Nel nostro paese, al momento, nel relativo silenzio delle lotte e della piazza, quella che appare forse come una delle vie più percorribili è legata alle future battaglie referendarie, autonomia differenziata premierato e altro, dall’esito delle quali dipenderà probabilmente il clima politico di casa nostra nei prossimi anni.
Sarebbe necessario un fronte unito contro la destra fascistoide (o fascistissima), ma purtroppo gli attuali rapporti di forza sono tali per cui la sinistra radicale rischierebbe di sparire, a vantaggio di una narrazione mediatica che ci dice della competizione tra gli schieramenti delle due signore, la Schlein contro la Meloni.
Non si tratta di fare i bambini capricciosi e volere per forza visibilità. Il guaio è che, se la cosa si risolvesse con la semplice affermazione del Partito Democratico, avremmo magari una pennellata di progressismo e forse un po’ meno di repressione poliziesca, ma al fondo cambierebbe ben poco. E questo per tre precise ragioni.
Prima ragione: La sinistra istituzionale ha aperto la via alle attuali politiche della destra con la modifica del titolo quinto della Costituzione, con il Jobs act e i decreti Renzi, con i decreti Minniti contro l’immigrazione.
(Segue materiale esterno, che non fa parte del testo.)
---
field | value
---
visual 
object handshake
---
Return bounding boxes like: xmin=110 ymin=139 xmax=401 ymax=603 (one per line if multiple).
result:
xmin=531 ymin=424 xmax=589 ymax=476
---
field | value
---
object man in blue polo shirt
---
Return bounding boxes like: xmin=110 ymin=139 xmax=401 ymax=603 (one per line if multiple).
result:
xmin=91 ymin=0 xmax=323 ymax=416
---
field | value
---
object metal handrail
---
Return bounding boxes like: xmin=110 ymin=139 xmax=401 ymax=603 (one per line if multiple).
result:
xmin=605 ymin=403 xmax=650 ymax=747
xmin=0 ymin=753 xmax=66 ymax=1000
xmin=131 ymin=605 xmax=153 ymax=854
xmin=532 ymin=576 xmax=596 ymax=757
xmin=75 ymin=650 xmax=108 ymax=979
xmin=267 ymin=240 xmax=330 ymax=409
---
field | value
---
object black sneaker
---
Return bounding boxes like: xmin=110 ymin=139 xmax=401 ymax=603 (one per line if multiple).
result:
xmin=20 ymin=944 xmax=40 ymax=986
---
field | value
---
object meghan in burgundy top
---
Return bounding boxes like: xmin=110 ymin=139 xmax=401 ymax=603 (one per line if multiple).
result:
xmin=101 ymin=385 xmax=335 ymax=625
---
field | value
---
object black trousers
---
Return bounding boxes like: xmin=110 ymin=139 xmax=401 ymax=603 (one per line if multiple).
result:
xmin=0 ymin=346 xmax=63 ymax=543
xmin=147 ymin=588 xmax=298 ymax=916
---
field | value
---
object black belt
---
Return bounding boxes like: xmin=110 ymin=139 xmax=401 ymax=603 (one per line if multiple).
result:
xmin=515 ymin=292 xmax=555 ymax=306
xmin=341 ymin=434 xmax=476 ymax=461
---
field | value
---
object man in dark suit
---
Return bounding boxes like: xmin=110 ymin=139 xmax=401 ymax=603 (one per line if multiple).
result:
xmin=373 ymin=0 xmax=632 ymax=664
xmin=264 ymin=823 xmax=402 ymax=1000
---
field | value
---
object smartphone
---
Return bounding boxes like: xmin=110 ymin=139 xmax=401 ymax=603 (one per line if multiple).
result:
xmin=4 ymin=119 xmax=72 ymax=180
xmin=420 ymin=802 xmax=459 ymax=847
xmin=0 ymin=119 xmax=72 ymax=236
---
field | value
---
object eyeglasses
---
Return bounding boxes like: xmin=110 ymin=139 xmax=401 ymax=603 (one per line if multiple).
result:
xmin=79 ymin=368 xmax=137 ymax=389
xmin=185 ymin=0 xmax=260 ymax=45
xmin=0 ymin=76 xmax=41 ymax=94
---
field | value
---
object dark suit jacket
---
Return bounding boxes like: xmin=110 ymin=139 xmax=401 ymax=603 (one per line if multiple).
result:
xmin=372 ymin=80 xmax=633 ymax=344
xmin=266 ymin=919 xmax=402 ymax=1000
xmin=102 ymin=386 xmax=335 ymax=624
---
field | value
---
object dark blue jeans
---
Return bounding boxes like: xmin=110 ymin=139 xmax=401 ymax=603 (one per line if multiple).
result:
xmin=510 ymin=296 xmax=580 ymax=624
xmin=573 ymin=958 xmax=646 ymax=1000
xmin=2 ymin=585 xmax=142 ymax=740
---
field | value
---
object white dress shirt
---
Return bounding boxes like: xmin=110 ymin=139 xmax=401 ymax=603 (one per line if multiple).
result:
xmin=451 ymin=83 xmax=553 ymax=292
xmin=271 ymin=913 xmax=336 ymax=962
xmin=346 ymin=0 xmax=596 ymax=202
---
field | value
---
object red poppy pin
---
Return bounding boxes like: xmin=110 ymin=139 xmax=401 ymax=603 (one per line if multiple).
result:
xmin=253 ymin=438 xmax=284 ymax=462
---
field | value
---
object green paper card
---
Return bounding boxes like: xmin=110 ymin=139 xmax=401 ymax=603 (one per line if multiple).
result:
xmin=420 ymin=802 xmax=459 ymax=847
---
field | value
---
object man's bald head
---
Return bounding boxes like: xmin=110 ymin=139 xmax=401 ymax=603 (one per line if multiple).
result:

Seconda ragione: in politica estera il PD è identico alle destre. Completo servilismo e assoluta obbedienza nei confronti della Europa, degli Usa e della NATO. Sostegno alla guerra in Ucraina e mancata denuncia dei crimini di Israele.
Terza ragione: La sinistra italiana si muove storicamente entro un’ottica di legalismo statalista e giustizialista. La repressione non attraverso la polizia, ma soprattutto attraverso la magistratura.
Come uscire da questa impasse? È necessario che un’area di sinistra radicale faccia valere la sua identità e la sua presenza. Forse un passo avanti può essere fatto riflettendo sulle forme di lotta da adottare.
Lancio un sasso come stimolo alla discussione senza pretesa di certezze. Quando non è possibile contare sui grandi numeri di masse già coinvolte su precisi obiettivi, l’azione delle minoranze, che si ipotizzano come “avanguardie”, deve puntare sul gesto clamoroso e di grande visibilità, improntato ovviamente a logiche di resistenza passiva PACIFICA E NONVIOLENTA (scritte maiuscole a ulteriore chiarezza d’intenti e a scanso di equivoci).
Non è un caso che il “decreto sicurezza” del governo è stato anche definito come norma “anti Gandhi”, almeno per quella parte che colpisce con diversi anni di carcere anche manifestazioni pacifiche come sit in di protesta, occupazioni simboliche, ecc.
Bisogna avere il coraggio di rimettersi sempre in gioco e sapere sfidare la repressione poliziesca sperimentando nuove forme di lotta: la pratica (o meglio: le pratiche) della DISUBBIDIENZA CIVILE nonviolenta, (naturalmente sempre in modi attenti e studiati) potrebbe oggi essere necessaria per dare nuova linfa all’opposizione sociale, contro le destre al potere e per marcare una netta distinzione di intenti con le false sinistre all’opposizione. Nessun imperativo categorico ma una ipotesi a cui cominciare a pensare.